In a brief chat with Dawn at the Site Association of Industry on Thursday, he said the government would protect the local industry and would not allow the import of second-hand cars at any cost.

Adviser to prime minister on finance and economic affairs Shaukat Aziz on Wednesday hinted at reviewing the decision on import of reconditioned cars. He said the Ministry of Industries and Production was examining the case and was expected to take some decision on this issue.

To a query as to why the local assemblers had not reduced the prices despite the dollar’s losing strength against the rupee, the joint secretary defended that local assemblers had not increased the prices in the last two years.

It was not possible to cut prices of cars on the basis of the dollar strength against the rupee as the assemblers had to suffer more due to the rising cost of utility bills like KESC. Even makers of Suzuki had reduced the prices by Rs30,000-40,000 few months back.

He was satisfied with the current pace of production, saying the local industry is meeting the demand spurt by raising the production.

The market has seen a boom in car sales in the last few months owing to attractive car leasing schemes and around 4,000 extra number of cars had been booked, he said. To meet the demand, the manufacturers had to manage extra inventory of kits and the vendors had geared efforts to meet the rising demand.

He said if dealers had booked a sizable number of cars then it had nothing to do with the government.

Actually there was a problem of 3,000-4,000 rich people in the country, who were in a bit hurry to get the car by paying extra amount to the dealers instead of getting the car through a proper channel.
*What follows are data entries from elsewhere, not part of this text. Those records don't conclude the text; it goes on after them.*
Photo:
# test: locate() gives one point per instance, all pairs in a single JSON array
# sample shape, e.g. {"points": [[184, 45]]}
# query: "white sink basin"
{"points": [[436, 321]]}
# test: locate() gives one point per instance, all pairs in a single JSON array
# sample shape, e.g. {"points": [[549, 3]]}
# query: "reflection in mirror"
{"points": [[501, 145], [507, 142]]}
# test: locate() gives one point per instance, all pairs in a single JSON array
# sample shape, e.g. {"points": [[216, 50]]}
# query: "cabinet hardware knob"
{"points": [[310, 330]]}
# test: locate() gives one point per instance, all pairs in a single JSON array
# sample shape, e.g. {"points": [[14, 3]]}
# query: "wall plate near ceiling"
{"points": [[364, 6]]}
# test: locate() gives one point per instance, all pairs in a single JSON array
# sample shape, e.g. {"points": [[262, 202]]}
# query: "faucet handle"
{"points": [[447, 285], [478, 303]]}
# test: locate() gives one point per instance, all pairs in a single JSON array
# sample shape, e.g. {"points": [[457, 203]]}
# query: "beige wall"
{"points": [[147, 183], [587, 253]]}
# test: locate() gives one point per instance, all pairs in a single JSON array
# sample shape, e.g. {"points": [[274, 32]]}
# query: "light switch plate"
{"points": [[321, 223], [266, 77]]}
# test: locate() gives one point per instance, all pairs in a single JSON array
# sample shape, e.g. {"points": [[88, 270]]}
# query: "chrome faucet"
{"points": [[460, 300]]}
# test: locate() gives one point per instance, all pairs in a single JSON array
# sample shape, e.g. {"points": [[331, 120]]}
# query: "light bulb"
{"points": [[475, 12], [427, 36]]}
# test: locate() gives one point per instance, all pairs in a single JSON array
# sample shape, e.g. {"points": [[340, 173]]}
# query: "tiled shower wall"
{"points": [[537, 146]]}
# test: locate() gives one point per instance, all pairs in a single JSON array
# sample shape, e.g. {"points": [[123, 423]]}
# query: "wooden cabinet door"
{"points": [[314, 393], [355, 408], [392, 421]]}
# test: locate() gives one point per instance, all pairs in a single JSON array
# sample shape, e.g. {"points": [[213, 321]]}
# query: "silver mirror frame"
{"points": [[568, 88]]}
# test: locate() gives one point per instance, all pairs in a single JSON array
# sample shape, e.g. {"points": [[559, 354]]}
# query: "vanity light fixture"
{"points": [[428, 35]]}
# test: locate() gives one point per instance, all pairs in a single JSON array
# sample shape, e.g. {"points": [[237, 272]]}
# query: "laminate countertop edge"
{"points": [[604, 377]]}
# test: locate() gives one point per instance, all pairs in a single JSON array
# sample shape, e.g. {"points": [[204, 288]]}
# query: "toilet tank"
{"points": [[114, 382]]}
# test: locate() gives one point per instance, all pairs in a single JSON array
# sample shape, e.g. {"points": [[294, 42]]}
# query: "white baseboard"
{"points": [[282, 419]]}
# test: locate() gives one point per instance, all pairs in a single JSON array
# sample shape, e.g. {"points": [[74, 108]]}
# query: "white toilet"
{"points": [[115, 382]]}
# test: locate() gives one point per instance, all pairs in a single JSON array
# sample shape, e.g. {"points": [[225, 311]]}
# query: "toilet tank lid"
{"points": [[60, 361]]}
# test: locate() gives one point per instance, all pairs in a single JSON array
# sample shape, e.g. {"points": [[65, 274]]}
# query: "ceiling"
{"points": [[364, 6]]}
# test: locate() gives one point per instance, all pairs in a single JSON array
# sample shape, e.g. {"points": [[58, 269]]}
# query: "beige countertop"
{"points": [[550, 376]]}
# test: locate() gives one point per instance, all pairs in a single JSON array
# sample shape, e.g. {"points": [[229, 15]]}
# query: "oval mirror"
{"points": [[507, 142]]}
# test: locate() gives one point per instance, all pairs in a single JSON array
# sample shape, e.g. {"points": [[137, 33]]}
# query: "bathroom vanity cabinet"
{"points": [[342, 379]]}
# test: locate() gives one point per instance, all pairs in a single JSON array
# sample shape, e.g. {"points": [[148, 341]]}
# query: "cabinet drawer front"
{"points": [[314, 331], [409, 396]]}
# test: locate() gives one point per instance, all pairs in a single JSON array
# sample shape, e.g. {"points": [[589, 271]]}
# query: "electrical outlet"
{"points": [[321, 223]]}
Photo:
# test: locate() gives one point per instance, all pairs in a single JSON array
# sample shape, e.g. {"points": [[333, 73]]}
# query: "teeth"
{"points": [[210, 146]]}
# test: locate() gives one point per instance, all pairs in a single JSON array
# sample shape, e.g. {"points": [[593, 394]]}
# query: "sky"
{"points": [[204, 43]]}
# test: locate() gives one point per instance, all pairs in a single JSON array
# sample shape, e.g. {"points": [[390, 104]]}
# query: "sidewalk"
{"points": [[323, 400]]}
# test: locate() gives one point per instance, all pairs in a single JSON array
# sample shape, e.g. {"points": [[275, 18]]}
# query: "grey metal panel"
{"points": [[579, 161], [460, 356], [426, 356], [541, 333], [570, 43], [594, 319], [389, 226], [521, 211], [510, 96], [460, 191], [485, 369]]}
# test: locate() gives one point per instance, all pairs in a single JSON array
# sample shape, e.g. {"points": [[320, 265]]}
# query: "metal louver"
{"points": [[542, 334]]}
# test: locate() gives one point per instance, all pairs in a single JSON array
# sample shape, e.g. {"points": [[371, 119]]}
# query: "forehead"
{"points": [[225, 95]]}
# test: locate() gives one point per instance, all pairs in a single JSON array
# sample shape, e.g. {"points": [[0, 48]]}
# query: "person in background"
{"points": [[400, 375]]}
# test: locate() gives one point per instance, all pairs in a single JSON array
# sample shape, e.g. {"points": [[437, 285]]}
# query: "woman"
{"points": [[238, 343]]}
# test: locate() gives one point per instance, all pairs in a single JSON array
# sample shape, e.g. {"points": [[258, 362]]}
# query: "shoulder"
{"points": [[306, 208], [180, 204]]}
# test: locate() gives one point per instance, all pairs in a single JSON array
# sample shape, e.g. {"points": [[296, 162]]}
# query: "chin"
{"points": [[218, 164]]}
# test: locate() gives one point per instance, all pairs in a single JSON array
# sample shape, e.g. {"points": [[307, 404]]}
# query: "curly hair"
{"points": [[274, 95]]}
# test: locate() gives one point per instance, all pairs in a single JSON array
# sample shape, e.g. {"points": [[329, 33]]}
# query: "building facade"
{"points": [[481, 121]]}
This situation had caused a stir in the market and the demand had outstripped the supplies.

On Tuesday, a businessmen at the KCCI function had pointed out to Adviser on Finance Shaukat Aziz that the assemblers had not brought down the prices despite falling dollar against the rupee. Assemblers were demanding 100 per cent cash payment but failed to deliver the cars even in six months period.

Mr Shaukat, however, said there was no apparent justification of holding back cars for six months even after getting full cash payment.